Pun standar perbuatannya yang berasaskan manfaat, telah melahirkan jalinan hubungan hanya sebatas materi. Kasus seorang anak yang melaporkan ibunya hanya karena uang warisan 15 juta, misalnya.

Selain itu, sekularisme telah melemahkan ajaran Islam kaffah. Islam tak lagi berfungsi sebagai problem solving, namun sebatas agama ritual semata. Wajarlah Islam tidak mampu memengaruhi perilaku individu dan masyarakatnya.

Pilar Pembentuk Masyarakat Islam

Sesungguhnya, aturan Islam tidak akan tegak jika tiga pilar pembentuknya tidak ada. Yaitu ketakwaan individu, kontrol masyarakat, dan penerapan syariat oleh negara. Inilah yang membentuk masyarakat Islam, yang nantinya akan melahirkan generasi takwa dan berakhlakul karimah.

Pertama, ketakwaan individu. Individu memahami Islam kaffah dan menjadikan syariat sebagai penyelesai masalah. Setiap anggota keluarga akan memahami hak dan kewajibannya. Misalnya kewajiban nafkah terletak pada punggung suami. Maka, suami yang bertakwa akan berusaha maksimal menafkahi keluarganya.

Peran istri pun akan dijalankan dengan optimal. Melayani suami dan menjadi tempat bersandarnya kala lelah bekerja seharian. Ketaatannya akan serta-merta membawa sang istri untuk tidak banyak menuntut dan selalu bersyukur atas apa yang diberikan Allah SWT pada keluarganya.

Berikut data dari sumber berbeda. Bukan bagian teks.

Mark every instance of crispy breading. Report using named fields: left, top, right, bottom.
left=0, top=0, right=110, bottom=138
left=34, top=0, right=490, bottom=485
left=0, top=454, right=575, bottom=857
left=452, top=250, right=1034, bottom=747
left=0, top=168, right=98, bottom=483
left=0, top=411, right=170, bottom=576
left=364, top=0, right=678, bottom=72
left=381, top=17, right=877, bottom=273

Seorang ibu yang paham syariat akan fokus mendidik anak-anaknya, serta menjadi teladan bagi mereka. Perilakunya akan senantiasa ia jaga, karena selain untuk menunaikan kewajibannya sebagai hamba, perbuatan sang ibu akan dilihat anak dan dijadikan contoh dalam perilaku mereka.

Juga perilaku anak yang terlahir dari pola asuh Islam, akan paham kewajiban birul walidain, yakni berbakti pada orang tua. Mereka akan berbuat baik terhadap kedua orang tuanya dengan memberikan kebaikan atau berkhidmat, serta menaati perintah (kecuali maksiat) dan mendoakan apabila keduanya telah wafat.

Sehingga, fenomena “anak durhaka” tidak akan kita temui dalam keluarga yang menjadikan syariat Islam sebagai problem solving. Sebab, Allah SWT telah jelas melaknat anak yang tak berbakti pada kedua orang tuanya.

Dari Abdullâh bin ‘Amr, ia berkata: Seorang Arab Badui datang kepada Nabi Shallallahu ‘alaihi wa sallam lalu berkata, “Wahai Rasûlullâh, apakah dosa-dosa besar itu?” Beliau menjawab, “Isyrak (menyekutukan sesuatu) dengan Allâh.” Ia bertanya lagi, “Kemudian apa?” Beliau menjawab, “Kemudian durhaka kepada dua orang tua.” (HR al Bukhari, no. 6255)

Kedua, Kontrol masyarakat. Inilah yang tak dimiliki masyarakat sekuler yang individualis: amar makruf nahi mungkar. Jika ada saudaranya yang berbuat salah, masyarakat akan berbondong-bondong mengingatkan. Sehingga permasalahan tidak akan berlarut-larut dan akan terhindar dari mudarat yang lebih besar.

Dan ketiga adalah peran negara dalam mempersiapkan perangkat, demi terwujudnya ketahanan keluarga, melalui penerapan syariat Islam secara kaffah.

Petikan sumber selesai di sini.